(760) 622 5087 fakri@fakrizubek.com

In buying a home, finding the right mortgage loan is an important step. Lenders offer various loan products to match their clients’ preferences and financial profiles. You need to understand the options available and decide which one best suits your situation and long-term prospects. The most popular types of mortgages are Conventional loans ( also known as Fannie Mae {FNMA} and/or Freddie Mac {FHLMC}) and FHA loans. Borrowers who have difficulty in obtaining a Conventional or FHA loan often resort to portfolio loans.

What are conventional loans?

Conventional loans are considered “plain vanilla” mortgages because they follow strict guidelines in terms of credit scores, debt-to-income ratio, and minimum down payment.

Conventional loans are purchased by the GSEs (government sponsored enterprises), Fannie Mae and Freddie Mac, which, in turn, sell bonds backed by packaged home loans to investors.

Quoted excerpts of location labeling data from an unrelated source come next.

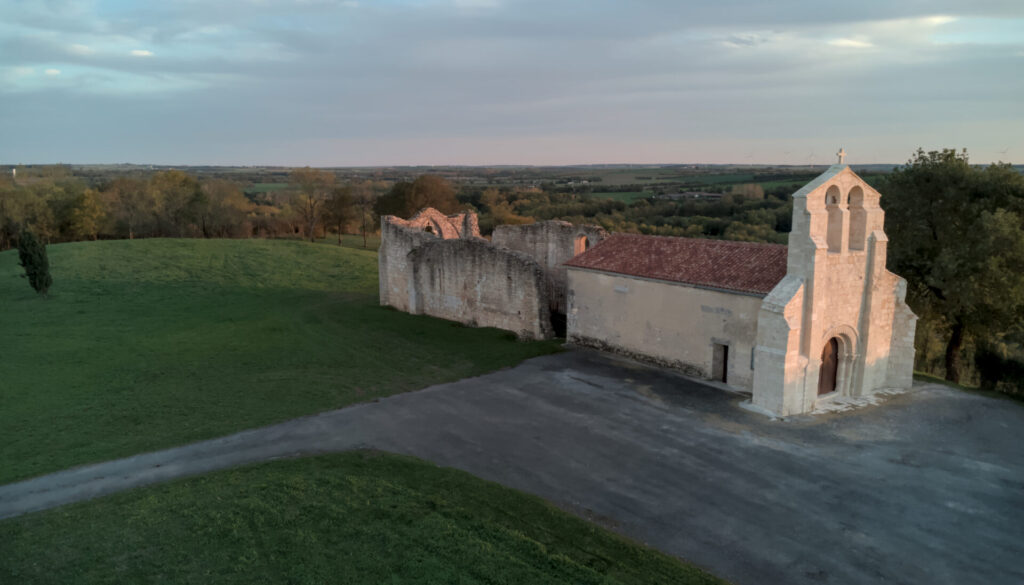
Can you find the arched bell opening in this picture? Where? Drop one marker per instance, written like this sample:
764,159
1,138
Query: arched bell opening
835,208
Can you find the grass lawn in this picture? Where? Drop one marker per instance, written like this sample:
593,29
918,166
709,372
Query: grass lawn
923,377
150,343
353,517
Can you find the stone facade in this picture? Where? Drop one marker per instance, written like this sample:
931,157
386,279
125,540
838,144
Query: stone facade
439,265
475,283
797,326
838,304
399,237
817,320
551,244
666,323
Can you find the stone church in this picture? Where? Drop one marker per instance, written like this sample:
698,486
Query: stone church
796,325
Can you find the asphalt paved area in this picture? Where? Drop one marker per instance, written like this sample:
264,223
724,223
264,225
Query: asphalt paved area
927,488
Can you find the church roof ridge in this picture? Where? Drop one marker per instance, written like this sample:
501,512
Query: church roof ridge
750,267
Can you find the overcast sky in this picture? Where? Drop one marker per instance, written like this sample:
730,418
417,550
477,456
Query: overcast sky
409,82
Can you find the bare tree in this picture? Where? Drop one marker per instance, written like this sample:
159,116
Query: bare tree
314,186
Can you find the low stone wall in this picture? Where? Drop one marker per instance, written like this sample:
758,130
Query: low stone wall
551,244
394,270
475,283
399,237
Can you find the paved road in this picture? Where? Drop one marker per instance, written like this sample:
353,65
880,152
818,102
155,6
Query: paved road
928,488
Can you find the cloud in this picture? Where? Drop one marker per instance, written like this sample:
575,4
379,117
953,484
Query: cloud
82,50
263,79
851,43
938,19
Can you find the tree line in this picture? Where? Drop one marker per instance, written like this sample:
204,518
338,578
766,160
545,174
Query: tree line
955,230
59,207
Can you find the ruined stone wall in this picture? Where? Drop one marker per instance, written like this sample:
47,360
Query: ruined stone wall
438,265
399,237
475,283
551,244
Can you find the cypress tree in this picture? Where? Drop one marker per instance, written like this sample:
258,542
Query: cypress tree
32,256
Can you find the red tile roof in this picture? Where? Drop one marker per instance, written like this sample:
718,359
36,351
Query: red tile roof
740,266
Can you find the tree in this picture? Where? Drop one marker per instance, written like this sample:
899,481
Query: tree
956,234
338,209
365,196
751,191
32,256
406,198
177,197
86,215
223,210
313,189
129,201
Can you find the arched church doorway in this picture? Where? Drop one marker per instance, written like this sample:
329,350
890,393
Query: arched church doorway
829,367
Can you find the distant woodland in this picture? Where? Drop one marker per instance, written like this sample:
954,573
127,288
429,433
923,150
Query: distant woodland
955,230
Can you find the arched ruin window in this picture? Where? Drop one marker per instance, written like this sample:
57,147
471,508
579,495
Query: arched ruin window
835,234
858,219
581,245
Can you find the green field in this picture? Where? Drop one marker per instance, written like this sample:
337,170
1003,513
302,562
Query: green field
150,343
628,197
267,186
353,517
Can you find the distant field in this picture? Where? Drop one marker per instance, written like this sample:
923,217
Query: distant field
353,517
148,343
628,197
267,186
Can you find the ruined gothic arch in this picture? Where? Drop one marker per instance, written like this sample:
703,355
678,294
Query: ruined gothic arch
581,244
846,338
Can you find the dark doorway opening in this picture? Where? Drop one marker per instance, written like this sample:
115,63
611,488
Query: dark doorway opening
829,367
558,323
720,363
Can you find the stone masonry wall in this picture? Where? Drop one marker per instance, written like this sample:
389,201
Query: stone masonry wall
399,237
551,244
475,283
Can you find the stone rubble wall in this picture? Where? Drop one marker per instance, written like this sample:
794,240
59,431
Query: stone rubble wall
551,244
451,273
475,283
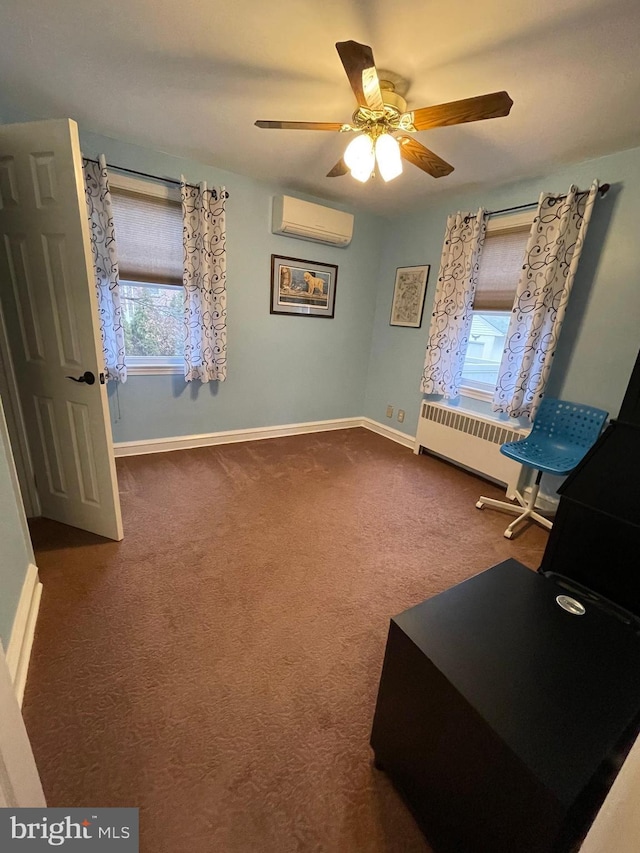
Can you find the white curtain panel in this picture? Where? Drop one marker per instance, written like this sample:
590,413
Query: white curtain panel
205,282
551,260
453,303
105,264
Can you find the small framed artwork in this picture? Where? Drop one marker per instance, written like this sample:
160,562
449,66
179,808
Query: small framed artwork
305,288
408,296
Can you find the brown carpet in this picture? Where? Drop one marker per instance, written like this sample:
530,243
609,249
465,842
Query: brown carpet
219,667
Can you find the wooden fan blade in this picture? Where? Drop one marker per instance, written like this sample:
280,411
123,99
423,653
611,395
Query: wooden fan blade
495,105
299,125
357,60
416,153
338,170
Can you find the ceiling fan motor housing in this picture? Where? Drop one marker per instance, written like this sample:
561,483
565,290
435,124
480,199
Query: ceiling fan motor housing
391,98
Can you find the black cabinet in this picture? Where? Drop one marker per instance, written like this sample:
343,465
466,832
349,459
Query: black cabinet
500,715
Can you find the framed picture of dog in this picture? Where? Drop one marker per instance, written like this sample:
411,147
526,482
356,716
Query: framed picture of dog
408,296
303,288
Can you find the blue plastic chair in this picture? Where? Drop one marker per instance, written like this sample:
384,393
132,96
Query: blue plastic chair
562,434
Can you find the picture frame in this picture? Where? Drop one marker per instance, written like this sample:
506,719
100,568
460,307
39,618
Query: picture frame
303,288
409,291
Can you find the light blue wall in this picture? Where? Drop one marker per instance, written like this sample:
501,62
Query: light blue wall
15,547
281,369
601,335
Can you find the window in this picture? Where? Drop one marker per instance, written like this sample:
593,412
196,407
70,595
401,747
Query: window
500,265
148,224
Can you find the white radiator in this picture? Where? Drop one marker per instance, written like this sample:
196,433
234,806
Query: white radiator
469,440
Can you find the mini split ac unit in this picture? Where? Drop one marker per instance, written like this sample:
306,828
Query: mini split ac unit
306,221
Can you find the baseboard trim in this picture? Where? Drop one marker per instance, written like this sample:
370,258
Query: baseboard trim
186,442
23,631
389,432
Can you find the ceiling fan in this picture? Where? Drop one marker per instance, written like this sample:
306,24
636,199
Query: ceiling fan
382,122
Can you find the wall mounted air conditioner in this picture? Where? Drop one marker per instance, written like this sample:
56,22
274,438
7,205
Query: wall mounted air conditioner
306,221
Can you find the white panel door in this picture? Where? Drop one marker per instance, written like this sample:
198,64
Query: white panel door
47,287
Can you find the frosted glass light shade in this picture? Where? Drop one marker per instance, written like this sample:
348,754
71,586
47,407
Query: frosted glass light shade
360,157
388,157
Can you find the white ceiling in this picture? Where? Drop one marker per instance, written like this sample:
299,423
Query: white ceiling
190,77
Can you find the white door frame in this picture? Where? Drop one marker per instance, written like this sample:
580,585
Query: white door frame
16,427
20,784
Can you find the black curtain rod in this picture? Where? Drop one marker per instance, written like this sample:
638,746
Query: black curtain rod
603,190
153,177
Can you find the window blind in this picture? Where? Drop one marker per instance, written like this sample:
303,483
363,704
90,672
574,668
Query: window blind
149,235
500,266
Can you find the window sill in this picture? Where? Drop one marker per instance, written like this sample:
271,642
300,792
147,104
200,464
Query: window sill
155,369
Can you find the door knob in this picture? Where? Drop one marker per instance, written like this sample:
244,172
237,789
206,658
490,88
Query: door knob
87,377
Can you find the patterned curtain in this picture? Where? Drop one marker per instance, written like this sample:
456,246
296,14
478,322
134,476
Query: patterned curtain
452,309
205,283
105,264
551,260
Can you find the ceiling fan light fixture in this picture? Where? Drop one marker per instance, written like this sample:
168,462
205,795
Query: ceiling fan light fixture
360,157
388,157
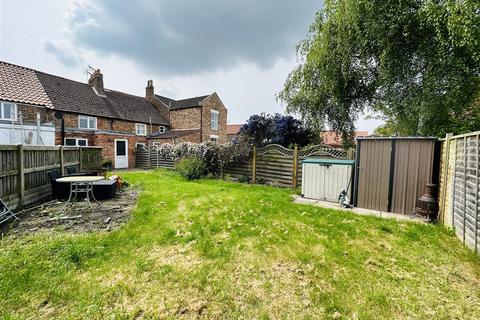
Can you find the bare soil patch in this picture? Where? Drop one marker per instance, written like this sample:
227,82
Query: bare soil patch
76,218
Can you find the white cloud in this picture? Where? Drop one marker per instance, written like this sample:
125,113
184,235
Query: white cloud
63,51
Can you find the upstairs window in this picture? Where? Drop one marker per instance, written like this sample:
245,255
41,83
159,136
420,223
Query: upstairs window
76,142
214,119
85,122
8,111
141,129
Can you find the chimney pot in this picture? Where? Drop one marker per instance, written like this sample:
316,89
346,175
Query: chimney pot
149,90
96,81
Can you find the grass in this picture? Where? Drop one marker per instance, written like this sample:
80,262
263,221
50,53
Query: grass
214,249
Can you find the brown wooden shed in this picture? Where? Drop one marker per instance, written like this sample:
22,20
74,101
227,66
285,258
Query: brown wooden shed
391,172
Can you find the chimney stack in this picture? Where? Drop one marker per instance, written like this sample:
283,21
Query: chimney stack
149,90
96,81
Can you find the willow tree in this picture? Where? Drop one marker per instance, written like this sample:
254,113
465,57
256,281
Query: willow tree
414,62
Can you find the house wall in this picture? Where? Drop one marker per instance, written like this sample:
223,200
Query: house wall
185,118
192,137
213,102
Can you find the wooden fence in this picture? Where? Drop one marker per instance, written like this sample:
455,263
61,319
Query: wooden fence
148,158
459,197
279,166
24,168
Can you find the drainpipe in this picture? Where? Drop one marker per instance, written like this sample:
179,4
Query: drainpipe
59,116
201,124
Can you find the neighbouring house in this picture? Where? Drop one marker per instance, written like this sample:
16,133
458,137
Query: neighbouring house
330,138
233,130
40,108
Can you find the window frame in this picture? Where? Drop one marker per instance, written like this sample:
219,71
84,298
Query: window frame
137,125
76,142
88,118
212,122
15,111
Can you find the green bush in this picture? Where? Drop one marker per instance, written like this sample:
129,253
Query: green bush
191,168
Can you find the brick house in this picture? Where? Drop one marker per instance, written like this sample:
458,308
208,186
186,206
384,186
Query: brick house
67,112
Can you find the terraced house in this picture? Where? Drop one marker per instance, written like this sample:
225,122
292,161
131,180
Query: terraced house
41,108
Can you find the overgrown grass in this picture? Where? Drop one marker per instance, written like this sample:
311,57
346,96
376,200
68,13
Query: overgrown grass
215,249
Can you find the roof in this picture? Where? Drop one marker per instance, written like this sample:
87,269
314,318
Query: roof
396,138
333,139
183,103
133,108
73,96
20,84
329,161
233,129
174,134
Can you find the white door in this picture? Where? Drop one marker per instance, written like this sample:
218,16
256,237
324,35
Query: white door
121,153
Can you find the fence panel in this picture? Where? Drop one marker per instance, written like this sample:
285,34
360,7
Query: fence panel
459,197
24,169
149,158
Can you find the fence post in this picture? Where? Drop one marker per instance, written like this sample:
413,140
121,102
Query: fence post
444,178
61,160
254,165
295,166
80,159
350,154
476,194
21,176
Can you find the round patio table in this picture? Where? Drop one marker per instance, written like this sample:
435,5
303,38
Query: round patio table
80,184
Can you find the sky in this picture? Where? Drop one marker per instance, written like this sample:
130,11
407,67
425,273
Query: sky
243,50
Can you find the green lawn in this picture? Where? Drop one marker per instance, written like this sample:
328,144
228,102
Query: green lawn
214,249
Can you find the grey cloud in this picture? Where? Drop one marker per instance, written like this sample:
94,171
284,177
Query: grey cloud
185,37
63,52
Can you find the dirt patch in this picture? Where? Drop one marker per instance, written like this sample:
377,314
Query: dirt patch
108,215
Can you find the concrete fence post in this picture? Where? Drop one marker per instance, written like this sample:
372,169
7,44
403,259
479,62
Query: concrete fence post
21,176
62,166
254,165
295,166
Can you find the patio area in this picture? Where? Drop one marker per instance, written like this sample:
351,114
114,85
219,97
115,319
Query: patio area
78,217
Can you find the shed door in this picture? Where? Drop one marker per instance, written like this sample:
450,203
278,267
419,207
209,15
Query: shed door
373,174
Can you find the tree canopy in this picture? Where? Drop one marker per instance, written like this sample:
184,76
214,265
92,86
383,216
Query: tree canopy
285,130
414,62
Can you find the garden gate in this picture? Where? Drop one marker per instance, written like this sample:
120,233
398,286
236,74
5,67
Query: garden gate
459,194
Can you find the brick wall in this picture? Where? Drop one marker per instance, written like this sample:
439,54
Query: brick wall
213,102
185,118
192,137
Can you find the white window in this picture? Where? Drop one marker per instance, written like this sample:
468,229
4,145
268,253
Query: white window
140,144
214,119
76,142
141,129
85,122
8,111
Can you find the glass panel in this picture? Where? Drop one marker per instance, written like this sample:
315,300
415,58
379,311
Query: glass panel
70,142
92,123
83,122
121,148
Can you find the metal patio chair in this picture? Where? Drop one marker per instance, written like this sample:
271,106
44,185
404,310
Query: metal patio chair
5,212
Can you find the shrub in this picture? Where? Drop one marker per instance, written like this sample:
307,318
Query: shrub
214,155
191,168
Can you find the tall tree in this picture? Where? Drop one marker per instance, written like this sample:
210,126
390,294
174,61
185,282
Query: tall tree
415,62
280,129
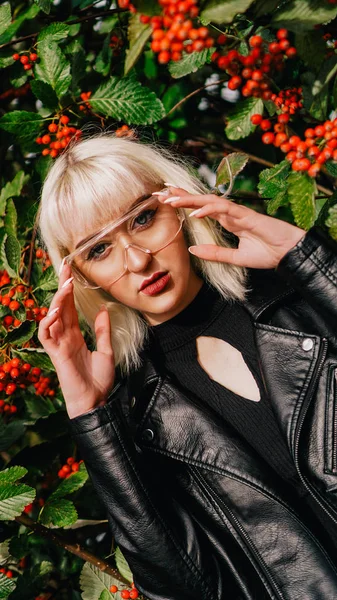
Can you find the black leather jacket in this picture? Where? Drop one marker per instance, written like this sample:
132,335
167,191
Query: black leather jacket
196,512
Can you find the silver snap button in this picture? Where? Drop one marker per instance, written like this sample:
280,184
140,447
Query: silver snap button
307,344
147,435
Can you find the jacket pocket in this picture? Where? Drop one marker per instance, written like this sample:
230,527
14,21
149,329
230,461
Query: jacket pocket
330,461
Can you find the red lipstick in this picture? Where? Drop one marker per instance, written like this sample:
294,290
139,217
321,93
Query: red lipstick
155,284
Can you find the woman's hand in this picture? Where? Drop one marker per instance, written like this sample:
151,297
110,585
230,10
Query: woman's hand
263,240
85,377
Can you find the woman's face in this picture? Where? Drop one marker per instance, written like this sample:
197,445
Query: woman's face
159,284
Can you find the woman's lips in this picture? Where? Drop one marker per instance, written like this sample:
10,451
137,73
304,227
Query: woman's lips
157,286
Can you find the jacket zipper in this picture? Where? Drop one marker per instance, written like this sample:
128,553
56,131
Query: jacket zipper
237,525
318,369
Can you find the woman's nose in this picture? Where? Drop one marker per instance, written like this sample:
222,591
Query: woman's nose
137,258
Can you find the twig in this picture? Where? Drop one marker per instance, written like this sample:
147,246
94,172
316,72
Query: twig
60,540
257,159
193,94
103,13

This setup provides lenders with the money to finance loans.

Conventional loans are either conforming or non-conforming. Conforming refers to loans that adhere to the guidelines given by the GSEs, including minimum credit score requirements and loan limits.

Non-conforming loans may deviate from these guidelines. An example would be jumbo loans, which exceed the conforming loan limits set by the GSEs.

What are FHA loans?

FHA (Federal Housing Authority) loans are mortgages that are insured by the federal government, allowing lenders to make home loans available to more consumers. FHA loans have their own set of eligibility requirements, and require borrowers to pay mortgage insurance premiums.

What are portfolio loans?

Portfolio loans are mortgages that are not sold by the lender to the government and instead are kept in the lender’s portfolio. Portfolio lenders are typically privately owned community banks and have sole discretion on determining eligibility and the terms for a loan. They may grant a loan to a borrower with a low credit score or a high debt-to-income ratio, but at a higher interest rate.

Conventional vs. FHA vs. Portfolio loans

Here’s a comparative look at the benefits and drawbacks of these loan types.

  • Down payment– Conventional loans typically come with a minimum down payment of 20%, while FHA loans may be obtained with as low as 3.5% down payment. The down payment requirement for a portfolio loan varies from case to case. Occasionally, the lender may not require a down payment at all.
  • Loan limits– Conventional conforming loans have a higher loan limit compared to FHA loans. Check out the Fannie Mae, Freddie Mac and HUD websites for current loan limits. Portfolio loans have may have loan limits as determined by the lender in question.
  • Interest rate– Interest rates for Conventional and FHA loans are determined by such factors as credit scores, loan duration, down payment and others. Generally, FHA loans have lower interest rates than conventional loans. Portfolio loans typically come with interest rates based on both Conventional and FHA loans.
  • Mortgage insurance– Generally, a mortgage insurance premium is required in conventional loans only in cases where the down payment is less than 20%. All FHA loans, on the other hand, are subject to mortgage insurance premiums, first at closing and then annually. Portfolio loans are not necessarily subject to mortgage insurance premiums, it will depend on the lender’s requirements.
  • Eligibility– Borrowers with low credit scores or high debt-to-income ratios are more likely to be eligible for an FHA loan than a conventional loan. However, not all lenders offer FHA loans. Additionally, some condos are not eligible for FHA financing. Portfolio loans may be granted to distressed borrowers at the lender’s discretion, but may not be available when market conditions are unstable.